Once this distinction is made, an organisation might then split each into two or three levels or tiers of priority.
“Transactional data is generally the lifeblood of the business,” IBRS analyst, Dr Kevin McIsaac, said. “You might consider a ‘Platinum’ class for your customer information system data, your ERP and supply chain data and your online transaction data. It has to be highly available during business hours if not 24/7, has to be stored on the best disk available, and mirrored and backed-up so that systems can be restored within minutes or seconds of any downtime.
“You might then have a slightly lower class, lets call it ‘Gold’ class, applied to that transactional data that is less time sensitive – perhaps for accounting systems and the like. For this data, restoring after downtime might be a little more relaxed. The business can still function if it had to wait an hour to bring this data back online.”
The same kind of formula can be applied to unstructured data. Email might be considered ‘Gold’ for example, as many organisations would all but shut down without access. But documents on file servers may fit into a ‘Bronze’ class.

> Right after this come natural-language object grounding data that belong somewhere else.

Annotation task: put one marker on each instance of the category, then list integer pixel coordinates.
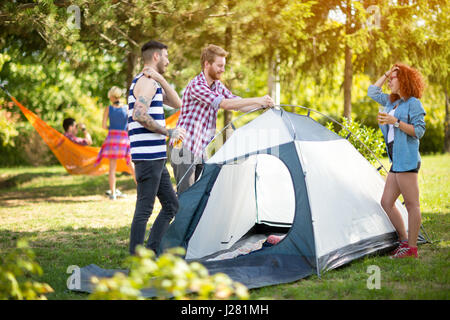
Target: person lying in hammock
(71, 131)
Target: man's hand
(177, 134)
(266, 102)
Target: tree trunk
(447, 123)
(348, 69)
(273, 81)
(348, 77)
(132, 59)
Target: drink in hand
(381, 112)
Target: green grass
(69, 221)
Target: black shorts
(390, 148)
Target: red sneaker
(403, 244)
(405, 253)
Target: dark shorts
(390, 148)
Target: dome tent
(285, 170)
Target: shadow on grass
(58, 249)
(81, 187)
(17, 180)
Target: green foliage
(16, 268)
(170, 275)
(362, 136)
(7, 127)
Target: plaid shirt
(199, 108)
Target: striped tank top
(146, 144)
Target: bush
(15, 271)
(170, 275)
(362, 135)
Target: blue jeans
(153, 180)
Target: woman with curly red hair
(402, 124)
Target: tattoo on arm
(140, 115)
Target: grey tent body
(332, 190)
(281, 171)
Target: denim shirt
(406, 148)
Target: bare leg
(390, 194)
(112, 175)
(409, 187)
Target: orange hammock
(75, 158)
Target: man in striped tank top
(147, 132)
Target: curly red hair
(411, 82)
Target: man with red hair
(202, 99)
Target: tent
(282, 173)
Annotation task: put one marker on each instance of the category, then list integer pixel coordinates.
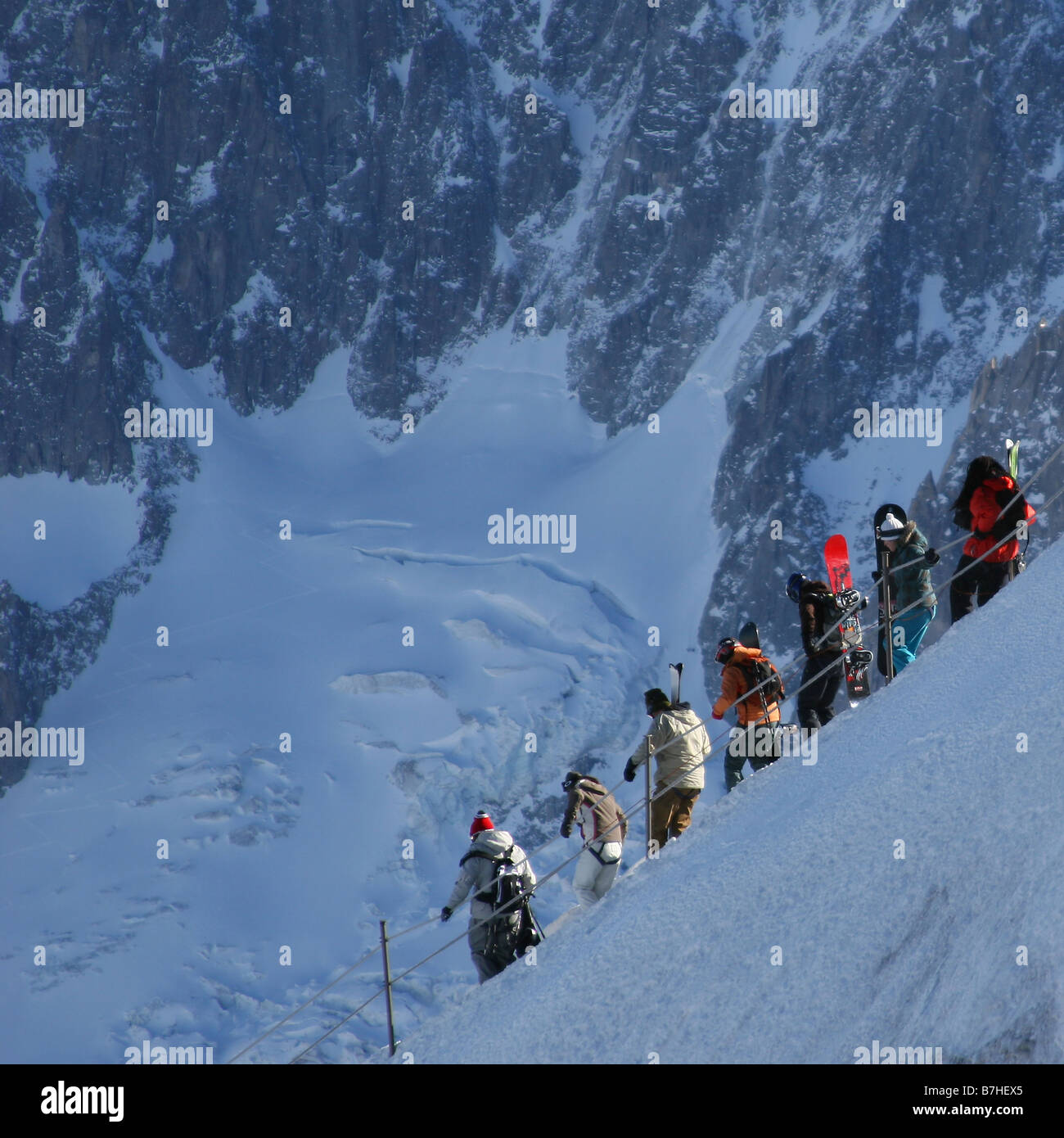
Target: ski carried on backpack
(676, 671)
(882, 565)
(1012, 451)
(857, 658)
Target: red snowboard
(836, 557)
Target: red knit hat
(481, 822)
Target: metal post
(384, 948)
(649, 757)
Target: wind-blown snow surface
(390, 743)
(676, 962)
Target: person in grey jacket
(679, 746)
(489, 846)
(603, 828)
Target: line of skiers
(502, 925)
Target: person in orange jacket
(755, 711)
(990, 505)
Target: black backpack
(506, 887)
(516, 930)
(831, 617)
(761, 671)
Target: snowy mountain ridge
(905, 892)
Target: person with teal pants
(909, 585)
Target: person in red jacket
(755, 738)
(990, 505)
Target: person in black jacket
(909, 589)
(824, 651)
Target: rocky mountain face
(259, 183)
(1017, 396)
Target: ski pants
(823, 674)
(914, 626)
(486, 963)
(595, 872)
(981, 580)
(670, 813)
(760, 743)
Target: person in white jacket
(603, 828)
(490, 945)
(679, 746)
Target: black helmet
(795, 585)
(725, 648)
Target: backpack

Once a business has a good view of its data, it can make far smarter decisions as to what storage technologies to use in its overall mix. ‘Platinum’ data, for example, might require the more expensive fibre channel connectivity and best-grade hardware available to ensure uptime and speed of access. But the disaster recovery site it fails over to might only require ‘Gold’ or ‘Bronze’ level disk.
However, ask any line of business manager what level of storage they want and they will all demand the best. McIsaac recommended IT departments bill business units per terabyte of storage, with a different price per terabyte for each level (Platinum, Gold or Bronze).
“A high price on Platinum and a far lower price on Bronze drives line of business managers down to realistic expectations,” McIsaac claimed. “It gives business units guidance on what service levels they truly require and ensures that storage technologies are used appropriately.”
After classifying their data, customers still face the problem of dealing with the rising data flood.
Traditionally, when capacity ran out, IT decision makers increased the supply of disk or set limits on usage. These days, to undertake the first course of action users are increasingly purchasing SATA drives.
Although slower and having a higher failure rate than fibre channel, it is cheaper and often married with applications that aren’t as essential, according to NEC server and storage specialist, Anthony Pepin.